Lately I've been trying to wrap my arms around deer. Not literally, of course, but rather around the challenge that deer pose for anyone who loves nature.

 

Photo by Steven Cohen.


 

Scientific studies have shown repeatedly that the carrying capacity of most natural areas is 10 to 15 deer per square mile. That's best for the deer and the rest of the ecosystem.

In Beverly Shores, Indiana, however, there are approximately 300 deer in three square miles. "It's a disaster ecologically," says resident Phil Dickerman, who has helped to launch a citizen's committee for responsible deer management — the Environmental Restoration Group — in town.

The town board had approved some culls, but the numbers of deer killed were so small that they basically equaled the birth rate, not enough to prevent the devastating impact to the area. "The bird population is way down, by some reckoning by about 70 percent," Dickerman says, "because there's no undercover left to protect them and the erosion is serious. The only thing that grows is garlic mustard and quite a few people have put up fences with netting to keep the deer out."

Four members of resident Jim Klora's family alone have been in accidents involving deer. The town erected a sign warning people not to feed the deer at the intersection of Broadway and Beverly, where many people often stopped to offer food from their cars.

As LeAnn Spencer's article on our "Deer Dilemma" shows, to have healthy ecosystems in our region — including healthy deer — we need to limit the numbers of deer in most places. Most people see the clear reasoning behind this conclusion. But our fractious relationship with deer is, in many communities, not a matter of reason at all. It's a matter of emotion: the thrill and delight we feel when seeing these graceful animals, the fear and discomfort we feel about our role as predators, the confusion we feel in beginning to treat wild animals as pets. For, make no mistake, that is what is happening. By feeding deer (as many people do by setting out bushels of corn or apples), by promoting birth control programs so that deer won't reproduce (as some communities seek to do), we are blurring the lines between wild and domesticated.

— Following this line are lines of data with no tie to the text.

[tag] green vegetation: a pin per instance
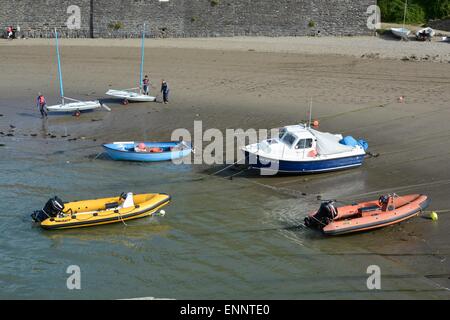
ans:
(419, 11)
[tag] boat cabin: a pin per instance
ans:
(299, 140)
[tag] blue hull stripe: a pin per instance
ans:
(310, 166)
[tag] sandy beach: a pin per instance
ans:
(355, 84)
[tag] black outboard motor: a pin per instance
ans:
(52, 209)
(326, 214)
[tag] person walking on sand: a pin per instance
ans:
(165, 91)
(42, 104)
(9, 32)
(146, 85)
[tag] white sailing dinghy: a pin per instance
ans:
(75, 105)
(135, 94)
(402, 33)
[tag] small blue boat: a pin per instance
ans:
(300, 149)
(148, 151)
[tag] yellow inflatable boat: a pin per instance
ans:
(59, 215)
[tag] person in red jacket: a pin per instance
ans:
(9, 32)
(146, 85)
(42, 104)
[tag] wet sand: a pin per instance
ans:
(232, 83)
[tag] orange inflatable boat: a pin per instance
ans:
(385, 211)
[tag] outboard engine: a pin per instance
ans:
(326, 214)
(52, 209)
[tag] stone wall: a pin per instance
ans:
(189, 18)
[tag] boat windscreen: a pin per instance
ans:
(289, 139)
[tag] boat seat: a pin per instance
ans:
(368, 209)
(129, 201)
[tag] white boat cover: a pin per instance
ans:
(328, 144)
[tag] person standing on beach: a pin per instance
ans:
(165, 91)
(9, 32)
(146, 85)
(42, 104)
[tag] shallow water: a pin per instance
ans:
(220, 239)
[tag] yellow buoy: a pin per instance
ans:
(434, 216)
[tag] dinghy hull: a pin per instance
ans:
(370, 215)
(75, 106)
(124, 151)
(130, 96)
(91, 213)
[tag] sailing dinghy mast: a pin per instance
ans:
(61, 86)
(141, 74)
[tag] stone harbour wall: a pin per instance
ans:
(186, 18)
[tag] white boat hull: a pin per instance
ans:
(401, 32)
(430, 32)
(75, 106)
(130, 96)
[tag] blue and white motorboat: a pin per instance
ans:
(148, 151)
(301, 149)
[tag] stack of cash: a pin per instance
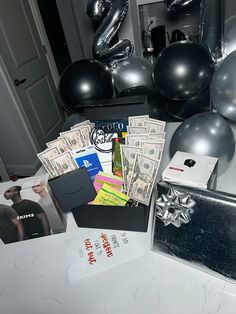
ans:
(58, 158)
(141, 156)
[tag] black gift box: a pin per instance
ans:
(72, 189)
(197, 227)
(112, 217)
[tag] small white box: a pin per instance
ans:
(191, 170)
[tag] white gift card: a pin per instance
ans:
(191, 170)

The geographer Yi-Fu Tuan notes that pets exist for human pleasure and convenience. Feeding deer allows us to feel benign and generous, to delight in our proximity to these graceful wild beings. Feeding deer provides us with entertainment and allows us to express affection without being compelled to come to terms with the consequences of our actions — namely, that we are not ultimately helping the deer.

Tom Heberlein, University of Wisconsin rural sociologist, has proposed requiring the purchase of feeding permits for all those who benefit from feeding deer, either by observing them or using bait for hunting. In the past two decades, he notes, "there has been a huge growth in the number of people who feed deer and other large animals around their homes and cabins so they can watch the animals, or keep large populations close to their property, or just because they get joy from nurturing wildlife. These people benefit just as the unsuccessful hunter gets joy from the hunt, even though neither kill deer. But the hunter pays a license fee, and an 11 percent tax on guns, ammo, and archery gear, while the feeder pays nothing." And much of the hunter's costs go back into programs to protect the health of deer and their habitat.

A radical proposition, no doubt, but one that compels us to reflect critically on our relationship with deer. Let's not treat wild deer like pets. Let's accept with utmost humility our role in the ecosystem, manage the herds for the benefit of deer, people, and other living things, and be thankful in all seasons that we live among thrilling wild creatures.